The council’s approval last week finalizes an agreement that was first made in September with the Champlain Housing Trust, which first purchased the property in 2020 to use as a COVID-19 quarantine space for people who are homeless, people arriving from out of state, and others who needed a place to isolate during the height of the pandemic.
The property will now undergo renovations to establish 20 long-term apartments for people who are homeless — continued efforts by the organization to tackle the growing homeless crisis in the state.
Vermont, according to data published in December by the U.S. Department of Housing and Urban Development, has the second highest per-capita rate of homelessness in the country, behind only California — but has one of the highest number of people who are unhoused but sheltered.
“We just have to continue to do that while we set up the various resources to get people into permanent affordable housing,” Michael Monte, the chief executive officer of Champlain Housing Trust, said. “I’m not sure if there’s any kind of magical way around this, other than to create more opportunities and more units.”
The agreement finalized by the council awards $300,000 of ARPA funds to assist the housing organization in the renovations of the property at 1660 Williston Road.
That work is expected to begin in early April and should take four to five months to complete, Monte said.
The Ho-Hum Motel was first built in 1951, and currently has 32 rooms, an office and a commercial laundry and maintenance room.

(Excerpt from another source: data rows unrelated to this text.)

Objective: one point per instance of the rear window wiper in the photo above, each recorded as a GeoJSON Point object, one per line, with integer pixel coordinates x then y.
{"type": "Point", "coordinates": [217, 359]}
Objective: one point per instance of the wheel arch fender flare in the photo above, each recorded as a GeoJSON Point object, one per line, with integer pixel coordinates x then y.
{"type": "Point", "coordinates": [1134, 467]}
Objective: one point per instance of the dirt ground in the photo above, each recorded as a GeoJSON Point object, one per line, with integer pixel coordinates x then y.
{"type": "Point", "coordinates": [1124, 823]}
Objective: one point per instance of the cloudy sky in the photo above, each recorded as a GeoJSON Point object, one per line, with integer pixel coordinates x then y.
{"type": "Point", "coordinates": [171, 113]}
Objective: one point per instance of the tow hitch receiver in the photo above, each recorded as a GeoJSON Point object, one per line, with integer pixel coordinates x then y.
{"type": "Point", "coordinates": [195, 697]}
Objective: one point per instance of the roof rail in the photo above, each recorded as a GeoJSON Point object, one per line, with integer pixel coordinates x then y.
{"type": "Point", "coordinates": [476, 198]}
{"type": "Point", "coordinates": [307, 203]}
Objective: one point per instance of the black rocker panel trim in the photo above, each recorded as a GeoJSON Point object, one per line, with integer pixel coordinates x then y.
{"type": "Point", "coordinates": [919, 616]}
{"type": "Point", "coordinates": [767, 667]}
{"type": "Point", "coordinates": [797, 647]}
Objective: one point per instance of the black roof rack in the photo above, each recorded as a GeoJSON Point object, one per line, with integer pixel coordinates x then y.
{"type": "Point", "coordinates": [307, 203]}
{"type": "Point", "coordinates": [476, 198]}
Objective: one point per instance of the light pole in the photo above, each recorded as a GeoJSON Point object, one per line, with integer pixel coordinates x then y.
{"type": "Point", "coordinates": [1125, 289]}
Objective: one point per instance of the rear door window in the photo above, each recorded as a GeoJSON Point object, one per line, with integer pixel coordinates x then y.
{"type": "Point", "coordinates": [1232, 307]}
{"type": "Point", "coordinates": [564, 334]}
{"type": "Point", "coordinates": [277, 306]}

Each of the motel’s two buildings will have 10 studio or one-bedroom apartments, but the height of the building or total footprint will not change.
Monte has said that no one will have to pay more than 30 percent of their income to live in the building’s units.

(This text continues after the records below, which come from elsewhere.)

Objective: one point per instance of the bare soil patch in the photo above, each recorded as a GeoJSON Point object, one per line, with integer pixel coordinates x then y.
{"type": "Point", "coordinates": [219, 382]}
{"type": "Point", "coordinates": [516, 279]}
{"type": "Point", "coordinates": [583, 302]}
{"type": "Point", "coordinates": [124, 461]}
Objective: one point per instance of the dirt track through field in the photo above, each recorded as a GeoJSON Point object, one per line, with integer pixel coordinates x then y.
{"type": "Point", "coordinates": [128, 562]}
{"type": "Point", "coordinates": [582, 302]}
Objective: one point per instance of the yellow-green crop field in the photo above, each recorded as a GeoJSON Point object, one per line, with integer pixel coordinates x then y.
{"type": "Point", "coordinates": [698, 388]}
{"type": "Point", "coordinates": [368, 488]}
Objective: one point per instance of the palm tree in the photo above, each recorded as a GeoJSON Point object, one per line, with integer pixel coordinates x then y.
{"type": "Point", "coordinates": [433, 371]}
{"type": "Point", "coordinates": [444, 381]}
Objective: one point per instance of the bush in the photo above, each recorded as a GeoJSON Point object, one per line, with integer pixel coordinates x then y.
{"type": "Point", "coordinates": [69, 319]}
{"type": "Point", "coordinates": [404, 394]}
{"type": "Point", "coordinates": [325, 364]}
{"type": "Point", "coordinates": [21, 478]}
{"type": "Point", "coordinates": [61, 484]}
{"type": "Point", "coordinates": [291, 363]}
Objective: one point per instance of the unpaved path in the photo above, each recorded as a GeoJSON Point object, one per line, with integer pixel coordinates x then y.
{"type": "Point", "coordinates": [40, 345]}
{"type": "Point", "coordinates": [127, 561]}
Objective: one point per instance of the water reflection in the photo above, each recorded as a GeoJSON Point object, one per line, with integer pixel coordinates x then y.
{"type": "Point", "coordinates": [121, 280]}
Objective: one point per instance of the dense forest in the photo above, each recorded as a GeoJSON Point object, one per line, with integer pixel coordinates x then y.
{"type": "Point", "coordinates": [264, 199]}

This will be the Champlain Housing Trust’s ninth motel used as either temporary shelter or affordable housing. The trust leased a second Ho-Hum Motel on Shelburne Road (next to Panera) and recently converted it into apartments to support people who struggle with chronic homelessness.
They also operate Harbor Place on Route 7 in Shelburne and are working to convert the property into affordable rental and ownership units.
The news comes as the state is working to ease regulatory barriers to increase the desperately low supply of housing, while also finding a way to fund the state’s motel voucher system with federal funds drying up.
Legislators in Montpelier have signaled they will continue to pay for motel housing with state funding through June 30, but would begin to restrict eligibility in May.
Roughly 1,800 households are living in motels, and the Department for Children and Families estimates that 1,045 of those households would remain eligible under the new rules.
VTDigger contributed to this report.